Mais que nos prodígios de que lhe anda constelada a crónica piedosa, mais que na humildade e no ascetismo da sua renúncia admirável, é onde eu vejo o sinal inconfundível da vocação sobrenatural do Condestabre: — é no arremesso incondicionado e aberto com que ele, — um feudal, um homem da Cavalaria, se coloca à frente do populacho das ruas, e da desordem alastrando; raivosa e impotente, consegue tirar o penhor seguro da vitória e da grandeza da pátria de amanhã. Visto de longe, nos frutos abençoados do seu esforço, dificilmente se compreende como o Condestabre é excepcional, quase único. Saído das camadas aristocráticas, houve que vencer-se a si mesmo, lutar contra a família, contra os sentimentos da própria honra, contra o que então constituiria o que hoje chamamos «dever patriótico». Não hesita Nun`Álvares, — embora triunfe por virtude do medievalismo de toda a sua imaculada figura —, em combater contra o medievalismo que estrebucha, agonizante, e que o ascenso do Mestre ao trono matará definitivamente entre nós. Estranha e paradoxal contradição que só nos revela como Nun`Álvares, pelo carácter providencial da sua missão, teria de terminar sobre os altares, oferecendo a Deus, com a sua espada, o lírio imarcessível da sua clara alma de Galaaz! E qual é o ensinamento, qual é a inspiração, que perante a atitude do Condestabre, no momento actual se impõe ao nosso patriotismo alarmado? Antes de mais nada, precisamos de reconhecer no caso de Nun`Álvares que, se Deus prepara e cria os acontecimentos, é sempre à vontade humana que cabe efectivá-los e completá-los. De outro modo, um fatalismo brutal conduziria a marcha da história, negando totalmente a intervenção deliberada das iniciativas do homem, sem o quê a nossa liberdade interior não passaria nunca duma névoa, duma fórmula vã. E se pensarmos um pouco mais em toda a vida magnífica do Condestabre, vir-nos-ia, como bons portugueses, o desejo de escrevermos uma Imitação de S. Frei Nuno, — espécie de breviário quotidiano para a nossa dupla fé católica e lusitanista.

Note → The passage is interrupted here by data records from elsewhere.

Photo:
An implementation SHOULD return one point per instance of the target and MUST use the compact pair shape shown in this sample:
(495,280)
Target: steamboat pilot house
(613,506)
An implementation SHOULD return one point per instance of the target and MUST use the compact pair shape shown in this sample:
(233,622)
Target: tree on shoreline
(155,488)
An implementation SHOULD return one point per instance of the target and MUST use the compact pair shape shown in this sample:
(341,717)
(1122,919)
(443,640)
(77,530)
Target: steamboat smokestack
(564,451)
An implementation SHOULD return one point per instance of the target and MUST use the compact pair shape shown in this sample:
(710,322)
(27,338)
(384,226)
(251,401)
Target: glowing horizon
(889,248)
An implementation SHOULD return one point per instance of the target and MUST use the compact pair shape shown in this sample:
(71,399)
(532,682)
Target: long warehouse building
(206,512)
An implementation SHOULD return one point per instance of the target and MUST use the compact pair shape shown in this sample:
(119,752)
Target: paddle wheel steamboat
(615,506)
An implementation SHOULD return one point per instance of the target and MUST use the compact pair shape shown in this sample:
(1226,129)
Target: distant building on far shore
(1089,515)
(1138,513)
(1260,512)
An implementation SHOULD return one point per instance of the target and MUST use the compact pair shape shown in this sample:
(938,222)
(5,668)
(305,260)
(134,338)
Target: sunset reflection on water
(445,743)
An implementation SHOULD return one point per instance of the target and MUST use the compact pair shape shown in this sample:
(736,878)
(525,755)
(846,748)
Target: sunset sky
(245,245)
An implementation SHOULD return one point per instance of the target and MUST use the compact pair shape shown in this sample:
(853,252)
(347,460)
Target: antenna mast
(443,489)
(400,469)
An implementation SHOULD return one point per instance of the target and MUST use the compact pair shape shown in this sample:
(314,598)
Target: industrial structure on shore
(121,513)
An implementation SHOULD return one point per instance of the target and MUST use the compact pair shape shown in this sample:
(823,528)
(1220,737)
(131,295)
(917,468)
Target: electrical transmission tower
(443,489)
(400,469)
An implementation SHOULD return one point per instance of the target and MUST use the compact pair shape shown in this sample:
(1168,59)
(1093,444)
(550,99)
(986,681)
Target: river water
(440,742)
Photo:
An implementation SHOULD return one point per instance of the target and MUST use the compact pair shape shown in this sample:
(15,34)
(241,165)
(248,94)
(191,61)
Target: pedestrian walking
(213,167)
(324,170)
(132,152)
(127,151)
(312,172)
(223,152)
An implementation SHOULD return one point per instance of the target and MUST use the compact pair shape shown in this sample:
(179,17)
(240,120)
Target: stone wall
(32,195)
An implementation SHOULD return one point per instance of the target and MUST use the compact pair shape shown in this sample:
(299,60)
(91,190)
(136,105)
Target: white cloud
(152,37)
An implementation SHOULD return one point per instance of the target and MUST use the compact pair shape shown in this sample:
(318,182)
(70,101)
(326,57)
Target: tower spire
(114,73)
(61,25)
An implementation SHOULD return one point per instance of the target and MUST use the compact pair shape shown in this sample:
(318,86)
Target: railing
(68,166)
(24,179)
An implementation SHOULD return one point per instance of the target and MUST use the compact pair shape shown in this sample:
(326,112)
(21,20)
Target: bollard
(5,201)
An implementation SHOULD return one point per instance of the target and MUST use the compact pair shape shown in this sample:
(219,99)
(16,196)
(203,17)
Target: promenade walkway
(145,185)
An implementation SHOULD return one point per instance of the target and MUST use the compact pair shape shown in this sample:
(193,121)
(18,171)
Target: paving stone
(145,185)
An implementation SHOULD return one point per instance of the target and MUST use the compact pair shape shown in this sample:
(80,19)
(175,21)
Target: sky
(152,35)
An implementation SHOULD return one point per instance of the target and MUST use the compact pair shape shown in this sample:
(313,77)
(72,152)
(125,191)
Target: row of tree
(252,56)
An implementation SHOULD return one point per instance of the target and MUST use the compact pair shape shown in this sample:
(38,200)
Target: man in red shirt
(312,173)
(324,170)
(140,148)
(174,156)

«Raison et bom sens ne suffisent pas!» — observou duma vez Renan, — o céptico, exactamente, quando nos degraus da Acrópole, invocava em Palas-Ateneia a claridade serena da sabedoria antiga. Porque, na verdade, «raison et bom sens ne suffisent pas», é que Nun`Álvares, colocando-se fora do existente, voltando esplendidamente as costas aos Mitos, às Normas, às urnas vazias já de toda a essência e de todo o conteúdo, venceu unicamente pelo poder supremo do Espírito. Rapaz e cabeça dum partido de rapazes com as suas rapaziadas inconcebíveis, acendendo fogos no alto dos montes, tocando trombetas por entre a bruma cerrada, escavacando galhardamente favolas de festim, aprendamos em Nun`Álvares o segredo da nossa crença nacionalista que une ao gesto rebelde, que destrói e purifica, o gesto que tanto nos afila as mãos para o Céu, como no-las enclavinha, justiceiras e frementes, na coronha duma espingarda. E o resto acontecerá, por graça de Deus, desde que, em plena vontade nossa, saibamos querer o que Ele no seu plano eterno já concebeu e já quis!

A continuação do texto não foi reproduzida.